Setiap hari bila berangkat sekolah ia akan lewat depan rumah Dede dengan menaiki sepeda BMX tua milik kakaknya yang diwariskan padanya dengan penuh rasa bangga. Mengayuh lamban sepeda yang pedalnya terlihat lebih panjang dari kaki Danan yang pendek gempal, sehingga ia harus sedikit susah payah menginjaknya. Lucu sekali melihat Danan menaiki sepeda yang memang lebih besar dari badannya layak orang yang memakai pakaian serba terlalu kecil dari ukuran tubuh mereka. Begitu juga ketika ia berusaha berhenti di depan rumah untuk menjemput Dede sebelum berangkat bersama-sama.

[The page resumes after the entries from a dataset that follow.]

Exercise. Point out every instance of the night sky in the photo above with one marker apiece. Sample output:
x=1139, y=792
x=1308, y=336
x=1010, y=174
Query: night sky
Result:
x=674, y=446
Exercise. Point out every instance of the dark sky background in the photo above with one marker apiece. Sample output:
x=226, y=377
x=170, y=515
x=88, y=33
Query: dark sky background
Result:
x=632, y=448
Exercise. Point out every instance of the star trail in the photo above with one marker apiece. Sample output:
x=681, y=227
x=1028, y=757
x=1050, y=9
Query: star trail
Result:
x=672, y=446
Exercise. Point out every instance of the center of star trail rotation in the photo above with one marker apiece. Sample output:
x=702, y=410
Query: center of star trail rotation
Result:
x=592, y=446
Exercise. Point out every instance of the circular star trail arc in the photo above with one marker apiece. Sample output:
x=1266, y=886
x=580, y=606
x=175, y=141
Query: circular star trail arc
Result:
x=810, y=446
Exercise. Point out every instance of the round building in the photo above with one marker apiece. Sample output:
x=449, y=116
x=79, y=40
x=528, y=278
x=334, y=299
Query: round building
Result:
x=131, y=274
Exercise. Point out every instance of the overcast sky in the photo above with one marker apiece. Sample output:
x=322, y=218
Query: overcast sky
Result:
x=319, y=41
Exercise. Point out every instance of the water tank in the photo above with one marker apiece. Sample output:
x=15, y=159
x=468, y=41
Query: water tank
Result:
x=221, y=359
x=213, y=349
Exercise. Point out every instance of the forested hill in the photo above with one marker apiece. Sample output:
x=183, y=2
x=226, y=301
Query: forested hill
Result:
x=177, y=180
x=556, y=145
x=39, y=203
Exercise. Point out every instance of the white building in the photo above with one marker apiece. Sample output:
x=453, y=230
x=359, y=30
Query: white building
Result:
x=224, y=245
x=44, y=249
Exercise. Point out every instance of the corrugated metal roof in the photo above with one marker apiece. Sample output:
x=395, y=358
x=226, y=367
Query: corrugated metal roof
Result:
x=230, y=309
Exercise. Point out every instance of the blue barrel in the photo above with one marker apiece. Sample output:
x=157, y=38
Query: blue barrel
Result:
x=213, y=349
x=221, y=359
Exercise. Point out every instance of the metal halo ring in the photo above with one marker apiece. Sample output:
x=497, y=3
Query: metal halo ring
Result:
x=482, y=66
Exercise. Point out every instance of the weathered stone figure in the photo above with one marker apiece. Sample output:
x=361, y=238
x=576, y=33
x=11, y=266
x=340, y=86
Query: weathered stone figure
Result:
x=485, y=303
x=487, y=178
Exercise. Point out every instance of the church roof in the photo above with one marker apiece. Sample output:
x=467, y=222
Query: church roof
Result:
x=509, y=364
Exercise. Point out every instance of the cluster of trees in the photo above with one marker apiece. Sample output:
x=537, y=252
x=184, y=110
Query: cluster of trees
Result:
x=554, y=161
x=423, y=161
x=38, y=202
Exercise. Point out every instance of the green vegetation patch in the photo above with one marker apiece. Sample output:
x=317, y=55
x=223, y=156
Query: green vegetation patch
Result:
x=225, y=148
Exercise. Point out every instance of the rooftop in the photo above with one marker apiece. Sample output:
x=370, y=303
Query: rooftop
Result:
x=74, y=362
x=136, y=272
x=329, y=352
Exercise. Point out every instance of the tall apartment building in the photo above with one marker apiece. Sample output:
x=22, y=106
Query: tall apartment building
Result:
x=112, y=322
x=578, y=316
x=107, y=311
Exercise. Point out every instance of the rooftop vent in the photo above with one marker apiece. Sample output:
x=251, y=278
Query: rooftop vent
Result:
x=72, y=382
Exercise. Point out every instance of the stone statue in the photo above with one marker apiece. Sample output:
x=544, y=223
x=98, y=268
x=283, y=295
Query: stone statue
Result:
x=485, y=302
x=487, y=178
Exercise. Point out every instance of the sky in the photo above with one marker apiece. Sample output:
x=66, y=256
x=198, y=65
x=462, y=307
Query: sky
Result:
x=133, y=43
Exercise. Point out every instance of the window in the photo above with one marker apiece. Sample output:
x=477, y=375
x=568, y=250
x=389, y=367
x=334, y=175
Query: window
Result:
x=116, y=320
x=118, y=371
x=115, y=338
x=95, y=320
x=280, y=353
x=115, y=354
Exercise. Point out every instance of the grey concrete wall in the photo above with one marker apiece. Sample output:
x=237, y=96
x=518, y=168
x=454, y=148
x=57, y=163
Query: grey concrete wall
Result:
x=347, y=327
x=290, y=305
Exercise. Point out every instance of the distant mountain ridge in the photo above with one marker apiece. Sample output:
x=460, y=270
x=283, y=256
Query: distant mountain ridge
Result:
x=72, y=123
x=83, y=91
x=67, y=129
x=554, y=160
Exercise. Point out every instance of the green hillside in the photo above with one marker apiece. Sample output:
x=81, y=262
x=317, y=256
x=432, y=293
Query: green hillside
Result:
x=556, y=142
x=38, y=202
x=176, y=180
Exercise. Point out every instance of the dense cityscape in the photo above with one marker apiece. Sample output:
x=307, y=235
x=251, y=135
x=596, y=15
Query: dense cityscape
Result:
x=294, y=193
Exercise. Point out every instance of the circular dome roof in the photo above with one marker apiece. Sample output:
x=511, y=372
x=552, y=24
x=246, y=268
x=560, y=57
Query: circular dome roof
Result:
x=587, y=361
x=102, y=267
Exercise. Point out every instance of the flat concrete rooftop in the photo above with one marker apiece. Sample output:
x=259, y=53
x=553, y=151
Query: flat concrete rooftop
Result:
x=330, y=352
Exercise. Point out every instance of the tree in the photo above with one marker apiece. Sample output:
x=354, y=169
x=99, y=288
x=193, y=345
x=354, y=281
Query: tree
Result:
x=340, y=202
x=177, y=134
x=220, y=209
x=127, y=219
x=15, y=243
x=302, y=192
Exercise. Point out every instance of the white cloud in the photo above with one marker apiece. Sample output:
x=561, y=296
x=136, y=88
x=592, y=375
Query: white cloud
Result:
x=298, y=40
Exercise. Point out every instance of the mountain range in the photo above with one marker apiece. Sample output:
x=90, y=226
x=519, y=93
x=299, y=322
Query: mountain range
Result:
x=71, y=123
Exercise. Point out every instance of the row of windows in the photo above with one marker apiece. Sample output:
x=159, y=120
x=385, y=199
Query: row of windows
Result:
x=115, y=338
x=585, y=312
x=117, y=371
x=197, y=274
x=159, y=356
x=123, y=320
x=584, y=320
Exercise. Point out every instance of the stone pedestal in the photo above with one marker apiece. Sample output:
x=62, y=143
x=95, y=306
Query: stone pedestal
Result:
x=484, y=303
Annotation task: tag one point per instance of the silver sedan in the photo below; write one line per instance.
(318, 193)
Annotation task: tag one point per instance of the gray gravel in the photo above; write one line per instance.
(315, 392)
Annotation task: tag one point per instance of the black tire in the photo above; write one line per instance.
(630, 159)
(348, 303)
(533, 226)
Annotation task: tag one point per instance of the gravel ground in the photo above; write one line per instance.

Dede punya tiga sahabat kental yang dekat dengannya. Orang kedua dan ketiga masing-masing adalah Upik yang secara fisik paling mirip dengannya dari mata hingga gigi kecuali rambut berombak dan kulitnya yang sedikit lebih coklat muda. Upik juga punya badan yang lebih berisi daripada Dede juga sifat paling lembut dari tiga temannya yang lain. Yang terakhir bernama Samsul. Badannya paling besar dan tegap diantara mereka berempat. Ia bahkan lebih terlihat seperti anak kelas 3 SMP daripada anak kelas enam SD. Wajah Samsul bisa dibilang tampan meskipun kulitnya berwarna coklat kusam dan pakaiannya sering terlihat paling lusuh oleh lumpur sawah dan getah pohon nira. Dan satu hal yang dapat dipelajari darinya, bahwa bila seseorang sudah berbakat punya wajah yang enak dipandang mata, memakai apapun mereka, wajahnya masih akan tetap terlihat bagus. Bahkan bagi seorang anak kampung seperti Samsul. Tak ayal lagi diantara mereka berempat Samsul jadi favorit para gadis di sekolah. Tapi Dede paling disiplin dan tegas karenanya ia terpilih menjadi ketua kelas biarpun badannya paling kurus.
Danan, Dede, Upik, dan Samsul seperti si Bolang cs. Mereka sudah bersama hampir selama enam tahun terakhir. Itupun belum dihitung dengan masa-masa di taman kanak-kanak. Rupanya masa-masa aktif Dede lebih banyak dia habiskan bersama sahabat-sahabatnya daripada dengan orang rumah. Kemana-mana selalu bersama, sekolah, bermain, sampai petualangan di sawah, mencari cacing, memancing, memetik jeruk di kebun keluarga Danan yang jauh di hutan belakang kampungnya dan macam-macam lagi. Bila tidak kemana-mana biasanya mereka suka bermain gundu atau kartu bergambar di depan rumah si Upik yang tanahnya keras dan rata. Atau bisa juga menghabiskan sore di rumah Samsul sambil memperhatikan anak itu membelah kayu bakar sementara ibunya mengaduk-aduk adonan gula aren di halaman. Dan kalau mereka beruntung bisa ngobrol dengan adik Samsul yang berada di kelas empat. Aida namanya, gadis manis berhidung mancung kecil, mata belo, rambut ikal mayang yang kulitnya sawo matang. Dia bagaikan sepotong kayu manis kualitas ekspor yang punya karakter kuat baik fisik ataupun sifat. Meskipun masih kecil, gadis itu sudah memiliki kepribadian kuat karena tempaan kehidupan.
Dede dan Upik bisa dibilang yang paling sedikit pengalamannya dengan alam dibandingkan Samsul dan Danan. Maklum saja karena mereka berdua tinggal di komplek perumahan perusahaan swasta sedangkan Samsul dan Danan tinggal di perkampungan setempat. Rumah Samsul tepat di perbatasan antara kampung dan komplek sebelah selatan. Danan tinggalnya paling jauh karena kampungnya berada di sebelah timur komplek. Seringnya untuk menuju ke rumah Danan mereka harus melewati areal perladangan dan persawahan yang cukup luas. Namun perbedaan jarak di antara mereka urung membuat anak-anak itu malas saling mengunjungi. Sekolah dasar yang cuma ada satu-satunya rupanya menjadi berkah sekaligus pengikat bagi para bolang itu.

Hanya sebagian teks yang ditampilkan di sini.